I think people hire me for my eclecticism, and within those eclectic styles I have a melodic bent.
"He'd just say, 'Right, let's hear the same music with no percussion at all! I want to hear what that sounds like' and I'd think, 'OK, it's your call,'" Hirschfelder recollects. "To my utter amazement one of my favourite cues in the film now is one where he asked me to pull out all of the percussion, which I thought was an integral part. It's not the most important scene, but it's a scene where one of the ladies‑in‑waiting, Isabelle, is secretly trying on Queen's dress before she meets up with Dudley. Well, I originally had percussion to drive the scene, and when Shekhar asked me to pull it out there were suddenly all of these little disembodied woodwind figures and quirky motifs happening without anything holding them all together. That turned out to be a great effect, and something I would have never thought of.
"We didn't want to make the film a predictable period piece, and so right up until the delivery deadline there was this ongoing debate as to whether the score was going to be minimal, dark and mysterious, or large and epic. I guess we ended up somewhere between the two. We were making bold choices and happily they really worked, but at the time those decisions were daunting and difficult. For example, the opening scene where the martyrs are being burned was very challenging. It's such a confrontational piece. You don't want the music to be gratuitously horrific — that would be too literal. And we didn't want the music to be too heroic.

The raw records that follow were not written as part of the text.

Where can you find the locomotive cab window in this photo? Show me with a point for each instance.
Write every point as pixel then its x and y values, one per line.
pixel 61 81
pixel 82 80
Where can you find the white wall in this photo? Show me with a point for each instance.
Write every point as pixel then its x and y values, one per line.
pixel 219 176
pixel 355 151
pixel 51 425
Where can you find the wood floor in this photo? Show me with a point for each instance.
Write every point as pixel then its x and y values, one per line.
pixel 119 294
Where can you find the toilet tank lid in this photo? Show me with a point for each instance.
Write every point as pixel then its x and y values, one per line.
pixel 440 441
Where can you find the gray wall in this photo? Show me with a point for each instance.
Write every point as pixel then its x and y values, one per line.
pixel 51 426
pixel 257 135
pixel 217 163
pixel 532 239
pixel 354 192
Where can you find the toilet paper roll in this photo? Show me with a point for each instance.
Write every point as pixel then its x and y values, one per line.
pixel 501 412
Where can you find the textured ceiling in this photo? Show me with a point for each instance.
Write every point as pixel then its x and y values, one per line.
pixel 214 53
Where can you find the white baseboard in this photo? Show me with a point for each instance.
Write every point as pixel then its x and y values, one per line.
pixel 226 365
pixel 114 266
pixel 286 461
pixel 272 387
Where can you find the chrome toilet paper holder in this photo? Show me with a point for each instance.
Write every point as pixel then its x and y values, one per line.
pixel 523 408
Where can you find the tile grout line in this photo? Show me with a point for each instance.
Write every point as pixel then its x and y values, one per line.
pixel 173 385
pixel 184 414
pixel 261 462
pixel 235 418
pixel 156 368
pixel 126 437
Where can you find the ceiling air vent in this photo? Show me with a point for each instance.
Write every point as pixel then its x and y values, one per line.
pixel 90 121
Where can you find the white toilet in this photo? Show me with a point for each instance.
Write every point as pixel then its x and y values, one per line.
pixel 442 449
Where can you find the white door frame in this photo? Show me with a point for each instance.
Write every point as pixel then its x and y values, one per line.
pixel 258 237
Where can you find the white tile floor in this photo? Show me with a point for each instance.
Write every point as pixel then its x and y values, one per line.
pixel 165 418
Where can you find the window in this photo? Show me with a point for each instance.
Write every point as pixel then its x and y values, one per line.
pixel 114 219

"In the end we sat in front of the piano one day when I wasn't even thinking of that scene and Shekhar pulled his usual trick. He used his 'method acting' technique and talked me through the feeling of what it's like to confront the evil within you — the dark things that you don't want to face. It was like having psychotherapy! He said, 'In particular now, take those feelings and imagine that you are a monk. You are indulging in a black mass that's evil and you're dancing around naked in a church. What kind of music would that be and with what kind of instruments?' I said, 'Well, I've got a piano here now. Let me see what happens,' and I just improvised this piano piece which was based on a Gregorian chant. I consciously altered the scale to be a dark, diminished scale, using the notes and intervals that were actually banned by Pope Gregory — the so‑called intervals of the Devil. I deliberately used those and created this kind of perverted religious music that emphasised the inherently sinister side of fanatical religion. That was the subtext in my brain, I played it on the piano and it built into this frenzy.
"I was playing this fantastic big Bösendorfer at the little Sarm (East) studio in London. It was the one that Freddie Mercury apparently played 'Bohemian Rhapsody' on, so that gave me a thrill. I recorded everything to DAT, took those recordings away, listened to them with Shekhar, edited together the ones that we liked, and then just orchestrated this piece from the piano and it opened the film. It was amazing how that happened. To be honest it was a cathartic experience for me, and it was not premeditated... I literally wrote that piece in three minutes."
"When I look back at my work over the last 20 years it's interesting; the actual core of the way I write a melody hasn't changed much, and the kind of rhythms that I use haven't changed much at all. On the other hand, the styles have altered radically from project to project and I like that ability to find my voice within any style. You see, I think people hire me for my eclecticism, and within those eclectic styles I have a melodic bent which I couldn't specifically describe, but whose personality provides the voice of the composer. All of the other stylistic changes and permutations of that are just a result of the composer's interaction with the cultural references around him and the requirements of the film.
"I've learned something from every film that I work on and I'm still learning. I'm 39 and I figure that I'm about halfway there."